5: Thank your limbic system: 
As a new improviser, I often get paid a visit from my old friend – the limbic system or the alligator brain. This is the portion of the brain that kicks into a “fight or flight” mode when something really scary gets thrown at you. My “thinking brain” shuts down and I’m working from a space of…well…panic!

While trying to figure out how to get around that panic, I realized that I’ve never really thanked my limbic system. It’s always fighting SO hard to protect me – against hypothetical attacking lions, against threatening situations that make me look silly, against taking high risks.

So here’s what I do now, when panic begins to set in – I take a moment to thank my limbic system. This is how our conversation normally runs:

Nitya: “Thank you, limbic system, for trying to protect me right now. I’m full of gratitude! There’s absolutely no need to worry though. This is very new, but I’m having tons of fun. You can take a break and go nap for a while”
Limbic system: “Really? Gee, thanks Nitya.”

(PS: So if you see me talking to myself on the street, this is what I’m doing!)

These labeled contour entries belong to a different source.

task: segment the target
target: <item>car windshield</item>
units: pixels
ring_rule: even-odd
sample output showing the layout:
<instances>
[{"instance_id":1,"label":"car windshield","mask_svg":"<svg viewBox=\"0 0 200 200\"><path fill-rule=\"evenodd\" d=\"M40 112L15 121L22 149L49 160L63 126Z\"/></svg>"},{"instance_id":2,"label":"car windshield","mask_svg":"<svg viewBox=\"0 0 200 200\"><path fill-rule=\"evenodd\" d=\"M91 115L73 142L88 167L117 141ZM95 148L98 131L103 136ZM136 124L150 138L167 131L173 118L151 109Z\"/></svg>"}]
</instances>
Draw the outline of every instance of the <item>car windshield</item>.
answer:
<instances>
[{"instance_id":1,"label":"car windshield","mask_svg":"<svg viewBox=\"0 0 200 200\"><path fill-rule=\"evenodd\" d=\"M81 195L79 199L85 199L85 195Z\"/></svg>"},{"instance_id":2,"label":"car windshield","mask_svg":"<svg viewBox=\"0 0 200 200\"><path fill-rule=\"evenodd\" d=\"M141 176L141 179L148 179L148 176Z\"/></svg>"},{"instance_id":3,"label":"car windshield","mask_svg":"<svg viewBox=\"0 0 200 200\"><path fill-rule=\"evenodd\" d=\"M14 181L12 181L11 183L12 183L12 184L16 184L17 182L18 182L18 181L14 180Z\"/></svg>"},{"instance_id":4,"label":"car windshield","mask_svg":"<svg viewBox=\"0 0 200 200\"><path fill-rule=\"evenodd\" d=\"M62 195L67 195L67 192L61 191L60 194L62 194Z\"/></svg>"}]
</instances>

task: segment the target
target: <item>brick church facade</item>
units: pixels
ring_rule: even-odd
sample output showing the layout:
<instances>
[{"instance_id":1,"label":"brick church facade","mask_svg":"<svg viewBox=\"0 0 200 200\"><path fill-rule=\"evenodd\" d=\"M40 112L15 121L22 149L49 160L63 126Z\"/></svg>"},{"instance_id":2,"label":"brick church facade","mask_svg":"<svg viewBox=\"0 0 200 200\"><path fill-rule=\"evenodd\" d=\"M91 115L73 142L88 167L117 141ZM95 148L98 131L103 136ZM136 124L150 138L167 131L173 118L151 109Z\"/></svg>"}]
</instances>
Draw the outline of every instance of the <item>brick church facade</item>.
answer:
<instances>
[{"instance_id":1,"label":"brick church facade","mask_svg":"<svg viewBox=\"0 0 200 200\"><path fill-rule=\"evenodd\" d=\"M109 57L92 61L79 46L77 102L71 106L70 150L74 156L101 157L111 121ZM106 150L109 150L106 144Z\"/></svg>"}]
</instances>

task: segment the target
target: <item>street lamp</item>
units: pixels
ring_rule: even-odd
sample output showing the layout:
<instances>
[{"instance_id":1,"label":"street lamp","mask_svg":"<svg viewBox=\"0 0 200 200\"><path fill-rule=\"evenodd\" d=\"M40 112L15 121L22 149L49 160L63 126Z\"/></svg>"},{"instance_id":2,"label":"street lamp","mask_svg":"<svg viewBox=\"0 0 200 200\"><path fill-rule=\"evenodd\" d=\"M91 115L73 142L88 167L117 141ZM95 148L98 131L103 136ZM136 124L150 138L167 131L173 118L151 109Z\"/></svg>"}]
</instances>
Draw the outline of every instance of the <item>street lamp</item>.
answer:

6. Take a break from your goals:
One unexpected learning for me from the class was re-discovering how valuable it is to not be goal oriented all the time!

Most aspects of our lives – work and even working out – have become intensely goal focused - and for a good reason. But giving myself permission to play without expectation, to learn something new and to crash and burn has been so liberating and SO much fun.

I’m excited about exploring this form of art further – and by learning improv – happy to be learning more about myself.